There is so much pressure not to go out these days. Every big supermarket delivers to your door, everything you need to survive.

Some mystical loophole in the economic system allows televisions to get bigger and cheaper every year. On those screens, crime reports monger ever more fear, the advertisements to watch sport/films/reality shows get ever more persuasive, while the next ad will remind you that the sale at DFS is somehow still on, so you've got no excuse to be sitting on the floor.

And then there are the takeaways, which I normally steer clear of, as past experiences could, in general, have been summed by the words “tepid”, “rubbery” and “MSG-overload”. So I didn’t have particularly high hopes this week when I visited The Cedar in west London, a Lebanese venue, which has been voted the UK's best takeaway. The voters, who chose it ahead of 9,000 other outlets, came from a takeaway website.
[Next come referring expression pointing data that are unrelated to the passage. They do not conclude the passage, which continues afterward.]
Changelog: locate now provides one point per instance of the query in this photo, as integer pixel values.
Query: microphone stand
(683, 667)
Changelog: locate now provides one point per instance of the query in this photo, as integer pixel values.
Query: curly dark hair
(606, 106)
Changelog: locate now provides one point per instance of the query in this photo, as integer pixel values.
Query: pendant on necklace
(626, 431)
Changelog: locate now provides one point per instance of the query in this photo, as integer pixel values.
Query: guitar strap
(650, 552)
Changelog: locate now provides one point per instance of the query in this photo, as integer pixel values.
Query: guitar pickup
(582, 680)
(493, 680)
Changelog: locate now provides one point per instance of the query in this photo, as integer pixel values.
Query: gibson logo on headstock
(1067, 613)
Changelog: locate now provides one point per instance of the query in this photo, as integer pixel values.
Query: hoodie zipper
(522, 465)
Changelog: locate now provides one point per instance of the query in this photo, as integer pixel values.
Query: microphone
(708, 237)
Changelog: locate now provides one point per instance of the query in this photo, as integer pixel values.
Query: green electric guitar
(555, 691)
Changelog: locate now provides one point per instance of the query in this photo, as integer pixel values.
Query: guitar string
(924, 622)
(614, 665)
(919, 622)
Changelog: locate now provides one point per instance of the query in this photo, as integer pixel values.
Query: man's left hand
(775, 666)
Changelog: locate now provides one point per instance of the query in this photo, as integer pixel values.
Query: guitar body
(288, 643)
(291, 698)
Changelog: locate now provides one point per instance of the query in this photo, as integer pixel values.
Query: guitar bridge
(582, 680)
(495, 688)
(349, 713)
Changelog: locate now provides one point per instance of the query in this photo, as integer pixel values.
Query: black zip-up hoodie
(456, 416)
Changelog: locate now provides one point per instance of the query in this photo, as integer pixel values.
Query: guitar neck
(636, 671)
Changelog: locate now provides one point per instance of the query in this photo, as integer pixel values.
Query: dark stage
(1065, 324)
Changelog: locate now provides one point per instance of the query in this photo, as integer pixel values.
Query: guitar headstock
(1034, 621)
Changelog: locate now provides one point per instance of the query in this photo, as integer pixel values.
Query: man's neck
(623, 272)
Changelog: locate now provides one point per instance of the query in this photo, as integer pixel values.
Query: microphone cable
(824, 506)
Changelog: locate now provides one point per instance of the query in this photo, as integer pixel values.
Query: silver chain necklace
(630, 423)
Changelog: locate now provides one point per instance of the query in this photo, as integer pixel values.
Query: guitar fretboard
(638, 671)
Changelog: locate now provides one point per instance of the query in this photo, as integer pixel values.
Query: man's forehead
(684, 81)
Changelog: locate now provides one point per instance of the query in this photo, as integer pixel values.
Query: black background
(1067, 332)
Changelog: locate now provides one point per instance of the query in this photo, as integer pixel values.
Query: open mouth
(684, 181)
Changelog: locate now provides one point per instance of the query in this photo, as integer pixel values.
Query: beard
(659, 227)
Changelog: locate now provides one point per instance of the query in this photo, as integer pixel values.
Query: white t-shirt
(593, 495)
I am just amazed that people have the time, energy or the brainpower to sit down after a cardboard box meal and type an online review - perhaps it's with all the energy they save by never going out.

I can’t say what the takeaway experience was exactly, as I chose to eat inside the unremarkable restaurant area. But the menu is the same, and so too are the 10 chefs, who can produce between 80 and 100 meals to go a night. It’s a serious restaurant operation run by the ambitious Sami Khoueiry - a man who turned down a job in the kitchens at the Dorchester to run The Cedar.

I brought my very highest standards to dinner, but was sold the minute the first bit of freshly made bread left its basket, made a detour via the hummus, and arrived at my mouth. It was, my dining companion and I agreed, a worthy winner. And with the rise of hipper companies with flexible menus and high standards, fashionable food delivery is surely one of the next big things.

But I’ll be going out to eat it. At least until I get a big, new TV, that is.